La guerre déclarée

L’exportation de tomates marocaines vers l’Union européenne suscite une grande polémique dans les milieux politiques et agricoles en Espagne. Ainsi, le groupe parlementaire du Parti Socialiste Ouvrier Espagnol (PSOE) au sein du Parlement andalou a présenté « une proposition non de loi » pour solliciter au conseil du gouvernement autonome d’entreprendre des démarches auprès du gouvernement central afin que celui-ci fasse pression sur les instances européennes pour que la période d’exportation de tomates marocaines ne coïncide pas avec la commercialisation de la tomate espagnole en Europe.
Selon les députés andalous, l’augmentation du quota marocain aura un effet négatif sur les agriculteurs d’Almeria connue pour sa grande production et dont les dirigeants estiment être lésés par la commercialisation de la tomate marocaine sur le marché européen.

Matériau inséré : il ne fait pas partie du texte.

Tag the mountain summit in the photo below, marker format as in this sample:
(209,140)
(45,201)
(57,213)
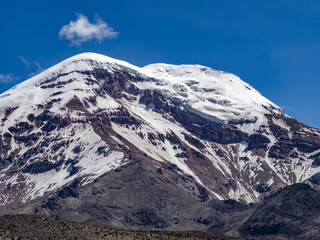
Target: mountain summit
(188,129)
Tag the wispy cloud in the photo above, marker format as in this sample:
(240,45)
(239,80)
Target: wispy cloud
(33,65)
(81,30)
(8,78)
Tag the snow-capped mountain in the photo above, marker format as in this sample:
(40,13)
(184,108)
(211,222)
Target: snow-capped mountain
(204,130)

Le parlementaire d’Almeria pour le PSOE, Martin Soler, a expliqué dans des déclarations à la presse espagnole que « la proposition non de loi » présentée par son groupe « n’est pas capricieuse et elle est d’une importance extraordinaire puisqu’il est prévu, durant cette campagne, que le quota d’exportation de la tomate marocaine soit augmenté de 32.000 tonnes ce qui le fera passer de 168.000 tonnes à 200.000 tonnes ». Le dirigeant socialiste local appelle par ailleurs à ce que l’exportation marocaine soit décalée dans le temps pour qu’elle ne concurrence pas la tomate d’Almeria.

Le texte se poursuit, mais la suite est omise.